Diyanet İşleri Başkanlığı Din İşleri Yüksek Kurulu Uzmanı Salih Şengezer, “Hazreti Ali(e), Kur’an-ı Kerim hakkındaki engin bilgisinden insanları mahrum bırakmamıştır. Ayetlerle ilgili detayları hatırında tuttuğunu bizzat ifade etmiştir. Kur’an-ı Kerim’in tamamını ezberlemiş olduğu gibi anlamlarına da hakkıyla vakıf olan az sayıda kişiden olmuştur.” dedi.
Şengezer, Hazreti Muhammed‘in(s.a) peygamberliğine ilk iman eden sahabelerden olan İslam’ın dördüncü halifesi Hazreti Ali’nin(e) vefatının 1360’ıncı yılı dolayısıyla AA muhabirine yaptığı açıklamada, dini anlamda ilmin kaynağı olan Allah’ın, katındaki ilmi melekleri aracılığıyla peygamberlere, peygamberlerin de inananları vasıtasıyla sonraki nesillere aktardığını belirtti.
İslam tarihinde de bu ilmi intikalin Hazreti Muhammed’in(s.a) ashabı tarafından yerine getirildiğini hatırlatan Şengezer, küçük yaştan itibaren Hazreti Muhammed’in(s.a) gölgesinde yetişen Hazreti Ali’nin(e) ashabı kiram arasında dini ilimlerde otorite olarak kabul edildiğini söyledi.

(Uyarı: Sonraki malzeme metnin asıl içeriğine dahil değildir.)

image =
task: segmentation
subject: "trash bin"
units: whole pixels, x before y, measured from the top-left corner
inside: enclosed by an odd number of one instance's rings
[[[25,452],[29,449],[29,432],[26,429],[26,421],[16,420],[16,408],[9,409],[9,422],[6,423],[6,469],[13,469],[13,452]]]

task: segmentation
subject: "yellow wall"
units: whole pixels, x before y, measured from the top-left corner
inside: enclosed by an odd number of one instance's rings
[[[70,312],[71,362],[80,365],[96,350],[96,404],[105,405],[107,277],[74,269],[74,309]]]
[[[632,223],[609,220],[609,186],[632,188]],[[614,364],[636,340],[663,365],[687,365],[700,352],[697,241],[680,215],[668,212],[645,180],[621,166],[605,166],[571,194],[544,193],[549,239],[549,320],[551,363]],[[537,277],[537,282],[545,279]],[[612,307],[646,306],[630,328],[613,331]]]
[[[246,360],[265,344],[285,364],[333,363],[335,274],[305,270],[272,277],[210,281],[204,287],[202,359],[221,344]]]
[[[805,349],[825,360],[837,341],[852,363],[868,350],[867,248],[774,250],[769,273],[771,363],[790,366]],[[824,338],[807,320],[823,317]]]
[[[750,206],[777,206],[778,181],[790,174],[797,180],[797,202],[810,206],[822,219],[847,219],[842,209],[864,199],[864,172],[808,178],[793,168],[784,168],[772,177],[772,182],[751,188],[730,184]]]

Şengezer, Hazreti Ali’nin(e) Hazreti Muhammed’den(a.s) naklettiği 586 rivayetin bu ilmi birikimi gösteren en önemli unsur olduğuna işaret ederek, “Hazreti Ali(e), Kur’an-ı Kerim hakkındaki engin bilgisinden de insanları mahrum bırakmamıştır. Ayetlerle ilgili detayları hatırında tuttuğunu bizzat ifade etmiştir. Kur’an-ı Kerim’in tamamını ezberlemiş olduğu gibi anlamlarına da hakkıyla vakıf olan az sayıda kişiden olmuştur.” diye konuştu.
“Hazreti Ali(e), Efendimiz’den pek çok ilmi hakikati almıştır”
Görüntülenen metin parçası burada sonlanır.